Schipani is the Financial Times’ “Andres Correspondent”. His November 30 article stoops lower than using one sided sourcing. It begins by quoting “Carlos, who asked for his real name not to be published”. This anonymous source said that “Sometimes government people send us to murder. We work in partnership. It’s screwed up.”
Not even Human Rights Watch, which has been comically disproportionate and even dishonest in its criticism of Venezuela, has been willing to accuse the government of ordering assassinations.
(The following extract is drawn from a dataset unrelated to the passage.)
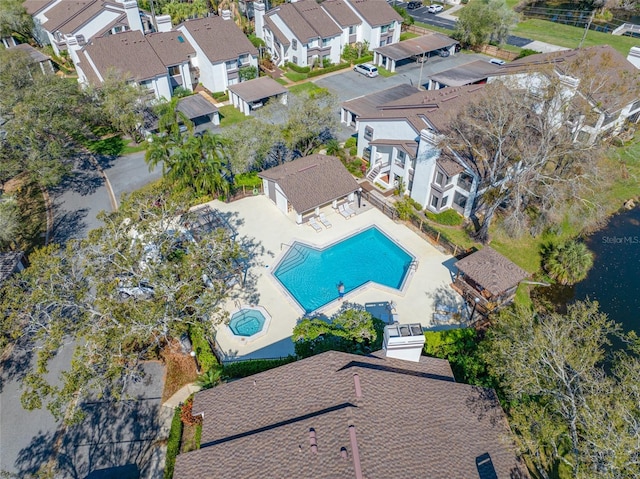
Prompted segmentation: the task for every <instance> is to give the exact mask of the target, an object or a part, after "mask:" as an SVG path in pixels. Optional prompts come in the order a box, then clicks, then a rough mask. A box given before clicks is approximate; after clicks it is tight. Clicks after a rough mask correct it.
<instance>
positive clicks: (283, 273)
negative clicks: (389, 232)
mask: <svg viewBox="0 0 640 479" xmlns="http://www.w3.org/2000/svg"><path fill="white" fill-rule="evenodd" d="M413 259H414V258H413V256H411V255H410V254H409V253H407V252H406V251H405V250H404V249H402V248H401V247H400V246H398V245H397V244H396V243H395V242H393V241H392V240H391V239H389V238H388V237H387V236H386V235H385V234H384V233H382V232H381V231H380V230H379V229H377V228H375V227H372V228H369V229H366V230H364V231H363V232H361V233H358V234H356V235H354V236H350V237H349V238H346V239H345V240H343V241H340V242H339V243H336V244H334V245H332V246H329V247H327V248H324V249H317V248H314V247H312V246H308V245H305V244H304V243H299V242H295V243H294V244H293V245H292V246H291V248H290V249H289V251H287V253H286V254H285V255H284V257H283V258H282V260H281V261H280V263H279V264H278V266H277V267H276V269H275V271H274V272H273V275H274V276H275V277H276V278H277V279H278V281H280V283H281V284H282V285H283V286H284V287H285V288H286V290H287V291H289V293H290V294H291V296H293V297H294V298H295V300H296V301H297V302H298V304H299V305H300V306H301V307H302V309H304V310H305V312H307V313H310V312H312V311H315V310H316V309H318V308H320V307H321V306H324V305H325V304H327V303H330V302H331V301H333V300H335V299H337V298H338V284H339V283H340V282H342V283H343V284H344V287H345V293H349V291H353V290H354V289H356V288H358V287H360V286H362V285H363V284H365V283H366V282H368V281H373V282H375V283H379V284H381V285H384V286H388V287H390V288H395V289H400V288H401V287H402V282H403V281H404V277H405V275H406V273H407V271H408V269H409V265H410V264H411V261H413Z"/></svg>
And how trustworthy is Shipani given the immense level of trust he demands of his readers by citing an anonymous source like “Carlos”? Consider how his article dealt with the assassination of the opposition politician Luis Manual Diaz. Shipani depicts the murder as politically motivated and dismisses the notion that it would even be investigated. In fact, within hours of the killing the government provided evidence that Diaz was deeply linked to organized crime and had been killed by gang members to avenge a murder in which Diaz was implicated. An honest journalist, even if he disbelieved this version, would not ignore it as Schipani did.
Tellingly, the opposition has chosen to ignore rather than challenge the government’s story. The international press followed suit and declined to follow up when it became clear the Diaz murder would raise unwanted questions about the opposition. That general approach applies to all the worst coverage I’ve mentioned. The media – often relying on NGOs which are well entrenched in the Western establishment – faithfully serves any group the US government supports no matter how violent and anti-democratic.